L’uomo in cachemire prepara il portafogli: ora spenderà di più

FirenzeIl cachemire è aumentato tanto, tantissimo, il giusto oppure un'enormità? Difficile rispondere se ti trovi al Pitti dove la maggior parte dei 1.100 espositori che in questi giorni stanno presentando le collezioni uomo per il prossimo autunno inverno, può dare i numeri sul morbidissimo materiale. «Nell'89 costava 220 euro al chilo contro i 170 di oggi», dice Brunello Cucinelli, l'imprenditore-filosofo che solo per maglie consuma 70 mila chili all'anno di cachemire. «Erano troppo bassi i prezzi di prima - continua - tutti devono guadagnare il giusto, anche i poveri allevatori cinesi che sono costretti a vivere in condizioni estreme perché le pecore danno del bel materiale solo se fa almeno 15 gradi sotto zero».

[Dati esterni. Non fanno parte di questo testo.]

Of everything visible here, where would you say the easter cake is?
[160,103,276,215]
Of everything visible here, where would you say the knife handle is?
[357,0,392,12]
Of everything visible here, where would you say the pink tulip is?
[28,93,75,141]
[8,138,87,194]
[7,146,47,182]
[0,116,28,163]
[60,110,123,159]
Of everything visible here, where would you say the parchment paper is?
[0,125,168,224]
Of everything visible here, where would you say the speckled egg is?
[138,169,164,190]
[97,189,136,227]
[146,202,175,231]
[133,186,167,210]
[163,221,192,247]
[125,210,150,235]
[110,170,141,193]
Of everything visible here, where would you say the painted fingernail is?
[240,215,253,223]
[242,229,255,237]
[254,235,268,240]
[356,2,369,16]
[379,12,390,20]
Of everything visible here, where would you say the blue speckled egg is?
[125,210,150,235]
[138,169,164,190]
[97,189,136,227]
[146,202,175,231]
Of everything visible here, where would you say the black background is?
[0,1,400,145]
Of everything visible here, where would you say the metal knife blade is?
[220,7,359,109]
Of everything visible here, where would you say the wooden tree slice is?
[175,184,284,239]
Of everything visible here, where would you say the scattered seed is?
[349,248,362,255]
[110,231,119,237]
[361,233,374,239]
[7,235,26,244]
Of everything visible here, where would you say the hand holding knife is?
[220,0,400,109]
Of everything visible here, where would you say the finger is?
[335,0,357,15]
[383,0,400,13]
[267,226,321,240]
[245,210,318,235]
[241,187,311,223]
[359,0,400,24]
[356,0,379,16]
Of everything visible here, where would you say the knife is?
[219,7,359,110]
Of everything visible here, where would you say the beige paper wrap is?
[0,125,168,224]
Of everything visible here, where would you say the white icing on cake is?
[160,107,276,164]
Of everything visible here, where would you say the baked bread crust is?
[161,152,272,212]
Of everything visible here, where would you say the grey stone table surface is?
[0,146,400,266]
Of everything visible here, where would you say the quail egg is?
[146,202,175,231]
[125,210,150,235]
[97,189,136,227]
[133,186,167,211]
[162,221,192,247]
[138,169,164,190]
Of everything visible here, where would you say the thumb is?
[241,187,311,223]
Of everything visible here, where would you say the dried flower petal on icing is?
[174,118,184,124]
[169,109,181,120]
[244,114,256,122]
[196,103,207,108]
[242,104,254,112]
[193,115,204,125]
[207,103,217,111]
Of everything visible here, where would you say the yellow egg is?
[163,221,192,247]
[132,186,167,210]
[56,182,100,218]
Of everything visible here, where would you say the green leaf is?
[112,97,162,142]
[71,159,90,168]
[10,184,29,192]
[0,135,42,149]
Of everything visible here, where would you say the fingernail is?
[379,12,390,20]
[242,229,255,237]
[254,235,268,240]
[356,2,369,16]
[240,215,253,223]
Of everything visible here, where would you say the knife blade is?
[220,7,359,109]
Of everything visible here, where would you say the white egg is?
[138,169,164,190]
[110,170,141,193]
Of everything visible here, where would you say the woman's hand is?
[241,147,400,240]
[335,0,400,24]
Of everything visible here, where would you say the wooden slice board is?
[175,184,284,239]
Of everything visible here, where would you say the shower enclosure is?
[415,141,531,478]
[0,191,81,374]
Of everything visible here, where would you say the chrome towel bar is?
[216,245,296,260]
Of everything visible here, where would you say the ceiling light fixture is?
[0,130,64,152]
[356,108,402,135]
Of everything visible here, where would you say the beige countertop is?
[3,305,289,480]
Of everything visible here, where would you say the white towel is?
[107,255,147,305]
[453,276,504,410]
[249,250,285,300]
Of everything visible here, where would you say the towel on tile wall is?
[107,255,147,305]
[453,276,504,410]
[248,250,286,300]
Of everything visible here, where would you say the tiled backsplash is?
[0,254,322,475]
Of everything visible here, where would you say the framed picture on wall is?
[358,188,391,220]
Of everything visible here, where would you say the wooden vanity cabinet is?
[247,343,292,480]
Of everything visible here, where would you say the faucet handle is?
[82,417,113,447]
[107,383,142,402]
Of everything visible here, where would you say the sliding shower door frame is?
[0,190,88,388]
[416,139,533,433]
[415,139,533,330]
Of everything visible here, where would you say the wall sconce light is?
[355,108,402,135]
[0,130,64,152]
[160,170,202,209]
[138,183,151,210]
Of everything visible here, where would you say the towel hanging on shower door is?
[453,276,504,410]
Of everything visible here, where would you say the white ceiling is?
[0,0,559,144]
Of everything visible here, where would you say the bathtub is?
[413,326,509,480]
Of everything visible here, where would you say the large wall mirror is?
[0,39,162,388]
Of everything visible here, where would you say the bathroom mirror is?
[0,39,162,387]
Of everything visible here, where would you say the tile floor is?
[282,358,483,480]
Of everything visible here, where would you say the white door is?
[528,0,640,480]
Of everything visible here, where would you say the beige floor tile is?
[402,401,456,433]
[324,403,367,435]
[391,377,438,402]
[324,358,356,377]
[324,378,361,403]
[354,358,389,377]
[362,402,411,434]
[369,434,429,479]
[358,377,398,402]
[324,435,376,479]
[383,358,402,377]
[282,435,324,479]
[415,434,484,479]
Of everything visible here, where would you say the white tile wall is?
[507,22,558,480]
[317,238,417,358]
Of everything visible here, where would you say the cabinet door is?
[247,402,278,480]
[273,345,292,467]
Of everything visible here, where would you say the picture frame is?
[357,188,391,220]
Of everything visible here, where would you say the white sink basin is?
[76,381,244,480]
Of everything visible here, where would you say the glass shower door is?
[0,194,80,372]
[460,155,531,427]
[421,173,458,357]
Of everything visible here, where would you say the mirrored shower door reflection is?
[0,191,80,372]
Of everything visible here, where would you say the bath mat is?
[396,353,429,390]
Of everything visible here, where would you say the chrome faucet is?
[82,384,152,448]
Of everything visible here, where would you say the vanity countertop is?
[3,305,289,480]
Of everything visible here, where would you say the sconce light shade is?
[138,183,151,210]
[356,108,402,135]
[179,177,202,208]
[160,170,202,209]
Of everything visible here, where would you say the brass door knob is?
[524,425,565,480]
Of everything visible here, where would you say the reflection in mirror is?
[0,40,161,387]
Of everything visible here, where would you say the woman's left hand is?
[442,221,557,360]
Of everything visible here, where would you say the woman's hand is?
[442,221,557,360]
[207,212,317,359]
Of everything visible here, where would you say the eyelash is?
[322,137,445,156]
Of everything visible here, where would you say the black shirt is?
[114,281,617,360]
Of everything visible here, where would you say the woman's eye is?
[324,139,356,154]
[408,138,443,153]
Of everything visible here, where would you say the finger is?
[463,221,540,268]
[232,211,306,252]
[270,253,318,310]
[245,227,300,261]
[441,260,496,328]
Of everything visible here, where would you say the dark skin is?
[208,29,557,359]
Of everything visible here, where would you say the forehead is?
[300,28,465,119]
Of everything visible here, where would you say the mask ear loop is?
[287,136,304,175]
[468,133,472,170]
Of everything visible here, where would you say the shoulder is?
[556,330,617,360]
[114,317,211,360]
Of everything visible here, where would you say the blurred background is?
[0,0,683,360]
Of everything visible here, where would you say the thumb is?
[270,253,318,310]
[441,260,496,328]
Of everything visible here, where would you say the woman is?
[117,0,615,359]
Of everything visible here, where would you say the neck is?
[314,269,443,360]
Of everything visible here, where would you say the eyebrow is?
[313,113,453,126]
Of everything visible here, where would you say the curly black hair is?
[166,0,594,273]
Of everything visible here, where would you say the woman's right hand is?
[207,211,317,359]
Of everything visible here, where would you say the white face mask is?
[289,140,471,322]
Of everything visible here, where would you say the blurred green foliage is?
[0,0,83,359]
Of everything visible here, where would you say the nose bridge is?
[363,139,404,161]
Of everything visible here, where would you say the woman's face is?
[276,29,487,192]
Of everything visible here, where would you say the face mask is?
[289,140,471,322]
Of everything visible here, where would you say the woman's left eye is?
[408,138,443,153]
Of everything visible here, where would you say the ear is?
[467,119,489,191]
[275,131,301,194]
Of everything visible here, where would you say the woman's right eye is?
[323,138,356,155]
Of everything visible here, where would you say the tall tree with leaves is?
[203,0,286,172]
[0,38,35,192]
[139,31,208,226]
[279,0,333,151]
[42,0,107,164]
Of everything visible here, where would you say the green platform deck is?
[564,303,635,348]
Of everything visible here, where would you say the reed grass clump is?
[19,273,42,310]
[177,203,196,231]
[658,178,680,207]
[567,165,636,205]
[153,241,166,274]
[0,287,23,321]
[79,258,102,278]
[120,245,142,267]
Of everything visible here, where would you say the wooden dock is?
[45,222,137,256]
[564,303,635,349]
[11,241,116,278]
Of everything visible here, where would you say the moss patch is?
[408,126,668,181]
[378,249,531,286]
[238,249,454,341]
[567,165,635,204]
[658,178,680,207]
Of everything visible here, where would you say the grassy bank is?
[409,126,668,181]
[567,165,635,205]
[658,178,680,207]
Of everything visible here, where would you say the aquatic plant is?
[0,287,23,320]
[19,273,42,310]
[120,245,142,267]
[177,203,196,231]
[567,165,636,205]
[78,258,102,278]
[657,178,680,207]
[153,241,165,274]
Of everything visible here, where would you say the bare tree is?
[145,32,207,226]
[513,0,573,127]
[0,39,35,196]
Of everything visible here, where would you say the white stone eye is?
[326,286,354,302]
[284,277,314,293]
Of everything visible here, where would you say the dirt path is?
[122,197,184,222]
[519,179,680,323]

Inutile dire che per proteggersi da un simile clima ci vorrebbe il capo-simbolo della collezione: un'incredibile giacca a vento in cachemire imbottito di piuma d'oca austriaca (la più calda e leggera al mondo) e con interni in nylon giapponese, un gioiello di tecnologia tessile. «Non costerà una follia - conclude Cucinelli - la qualità è per sua natura impagabile e in ogni caso anche se le materie prime sono aumentate i prezzi al pubblico non dovrebbero crescere più del 5, massimo 7 per cento».
Luca Caprai amministratore delegato di Cruciani sostiene invece che i listini lieviteranno molto di più: dal 15 al 30 per cento secondo i prodotti. Del resto i pellicciai pagano le pelli il 60 per cento più di prima e chi come lui lavora con il cachemire a giugno pagava un chilo di grezzo 45 dollari e ora ne deve tirar fuori 145. Dunque l'unica soluzione è stringere i denti e fare prodotti sempre più speciali come il blazer in diamante rosso (un eccezionale filato che costa 270 euro al chilo) oppure come il piumino fuori in vitello e dentro in cachemire. Dello stesso avviso Aida Barni, signora aretina della nobile fibra cinese, presenta maglie da perdere la testa con trecce e ritrecce fatte a mano, ma teme di dover fare i salti mortali sui listini perché al consumatore, purtroppo, interessano solo i prezzi. «I prodotti low cost sono fatti da gente che lavora 12 ore al giorno per una tazza di riso - denuncia - noi facciamo tutto in Italia dove la manodopera costa cara perché offre il massimo sotto tutti i punti di vista». Alfons Schneider presidente dell'omonima azienda di Salisburgo, potrebbe giustamente obiettare che gli austriaci non sono da meno. Infatti nello stand si sono visti modelli fenomenali come il trench in loden teflonato con dettagli catarifrangenti per centauri e ciclisti che vogliono essere visti anche al buio, il cappotto da postiglione con mantellina reversibile e asportabile oltre al superbo loden da sera in cachemire nero con cui qualunque uomo può sentirsi elegante come un imperatore.
Anche nell'Austria Felix si pensa di ritoccare i prezzi del 5 massimo 6 per cento, ma per il 2011 sono molto ottimisti fermo restando un sano realismo di fondo. Infatti oltre ad aumentare le materie prime cominciano a scarseggiare e Michele Tronconi, presidente di Sistema Moda Italia, ha rivelato che ormai il 70 per cento del cotone prodotto nel mondo viene usato per i consumatori cinesi e indiani. "Con il cachemire rischiamo anche di più" dice Carlo Della Ciana, presidente dell'omonima azienda umbra. "Se si sveglia il mercato interno cinese - continua - siamo fritti perchè il 10 per cento di ricchi in Cina è pari all'intera popolazione europea".

Dunque che fare? "Noi stiamo tentando di cashmirizzare tutto" risponde mostrando con giustificabile orgoglio giacche e pullover in lana merino con un 20 per cento di cachemire. Grazie a un finissaggio super segreto i capi hanno la stessa mano di quelli fatti con la fibra prodotta dalla riottosa capra cinese.